Palabras-clave: antropología, proceso salud-enfermedad, ciencias de la salud.

 

Introdução

 

A antropologia como ciência da humanidade é compreendida como aquele âmbito do saber que procura conhecer cientificamente a pessoa humana na sua totalidade [1]. É uma forma de conhecimento sobre a diversidade cultural, isto é, a busca de respostas para se entender o que se é a partir do espelho fornecido pelo “outro”; uma maneira de se situar na fronteira de vários mundos sociais e culturais, abrindo janelas entre eles, através das quais se podem alargar as possibilidades de sentir, agir e refletir sobre o que torna os seres humanos singulares, humanos [2]. Neste sentido, a antropologia é vista não apenas como o estudo de tudo que compõe uma sociedade, mas como de todas as sociedades humanas, ou seja, das culturas da humanidade como um todo em suas diversidades históricas e geográficas [3]. O objetivo da mesma é o estudo da humanidade como um todo, bem como das suas diversas manifestações e expressões. Presume-se que a antropologia preocupa-se com a pessoa humana na sua condição de ser biológico, pensante, que produz culturas e é capaz de se organizar em sociedades estruturadas [4].

A antropologia cultural estuda o ser humano enquanto fazedor de cultura e busca compreender os relacionamentos humanos, os comportamentos tanto instintivos como aqueles adquiridos pela aprendizagem, sem deixar de analisar os aspectos biológicos que contribuem para o desenvolvimento das capacidades culturais dos seres humanos. Desta forma, a antropologia cultural tem como escopo conhecer o ser humano enquanto ser capaz de criar o seu ambiente cultural através de formas bem diferenciadas de comportamento [5].

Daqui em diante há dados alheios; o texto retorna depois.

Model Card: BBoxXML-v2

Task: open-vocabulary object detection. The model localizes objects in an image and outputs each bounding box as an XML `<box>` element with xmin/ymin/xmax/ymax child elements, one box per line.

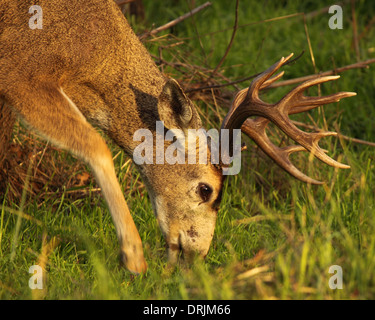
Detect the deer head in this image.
<box><xmin>134</xmin><ymin>54</ymin><xmax>355</xmax><ymax>262</ymax></box>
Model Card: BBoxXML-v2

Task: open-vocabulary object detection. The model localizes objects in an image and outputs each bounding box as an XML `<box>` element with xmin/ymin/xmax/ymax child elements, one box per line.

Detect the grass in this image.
<box><xmin>0</xmin><ymin>0</ymin><xmax>375</xmax><ymax>299</ymax></box>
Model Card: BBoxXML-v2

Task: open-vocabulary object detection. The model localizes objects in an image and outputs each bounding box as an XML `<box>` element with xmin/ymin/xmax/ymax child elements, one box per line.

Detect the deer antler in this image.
<box><xmin>221</xmin><ymin>54</ymin><xmax>356</xmax><ymax>184</ymax></box>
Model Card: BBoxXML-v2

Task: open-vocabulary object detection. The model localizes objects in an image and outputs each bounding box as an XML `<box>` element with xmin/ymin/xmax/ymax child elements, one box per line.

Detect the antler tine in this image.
<box><xmin>241</xmin><ymin>117</ymin><xmax>323</xmax><ymax>184</ymax></box>
<box><xmin>222</xmin><ymin>54</ymin><xmax>356</xmax><ymax>184</ymax></box>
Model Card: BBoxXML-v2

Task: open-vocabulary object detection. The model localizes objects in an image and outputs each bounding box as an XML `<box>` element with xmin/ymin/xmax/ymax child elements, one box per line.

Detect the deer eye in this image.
<box><xmin>198</xmin><ymin>183</ymin><xmax>212</xmax><ymax>202</ymax></box>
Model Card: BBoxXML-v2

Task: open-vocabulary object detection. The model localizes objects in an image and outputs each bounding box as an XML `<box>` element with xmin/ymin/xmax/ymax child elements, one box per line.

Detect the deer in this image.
<box><xmin>0</xmin><ymin>0</ymin><xmax>355</xmax><ymax>274</ymax></box>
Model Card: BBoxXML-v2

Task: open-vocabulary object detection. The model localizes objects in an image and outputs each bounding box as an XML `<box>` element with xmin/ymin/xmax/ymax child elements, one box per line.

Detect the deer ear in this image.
<box><xmin>158</xmin><ymin>79</ymin><xmax>201</xmax><ymax>131</ymax></box>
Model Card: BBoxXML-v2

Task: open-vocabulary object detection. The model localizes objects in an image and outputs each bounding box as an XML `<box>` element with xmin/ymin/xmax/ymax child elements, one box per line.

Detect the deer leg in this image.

Sobre a antropologia da saúde no Brasil, Minayo [6] destaca que se realiza pela contribuição de vários influxos. Do ponto de vista histórico, pelas relações políticas, sociais e ideológicas que contextualizam seu nascimento, pelo espaço que consegue criar na dinamicidade das instituições e pelos autores que catalisa para conformar-se. A antropologia da saúde no Brasil é dinâmica, florescente, e se constitui com várias peculiaridades, porém sempre em diálogo com o que está sendo construído no campo da saúde e no âmbito da antropologia.

As ciências da saúde têm adotado os diferentes significados, conceitos, métodos e técnicas de pesquisa da antropologia pela capilaridade que caracteriza esta última e por sua contribuição para produção do conhecimento e análise de diferentes objetos de estudo. Nas pesquisas científicas relacionadas ao campo da saúde, a antropologia tem sido utilizada visando entender o processo saúde-doença [6], o cuidado em saúde [7], a adesão de usuários ao tratamento [8], assim como as relações estabelecidas entre os profissionais de saúde e usuários [9].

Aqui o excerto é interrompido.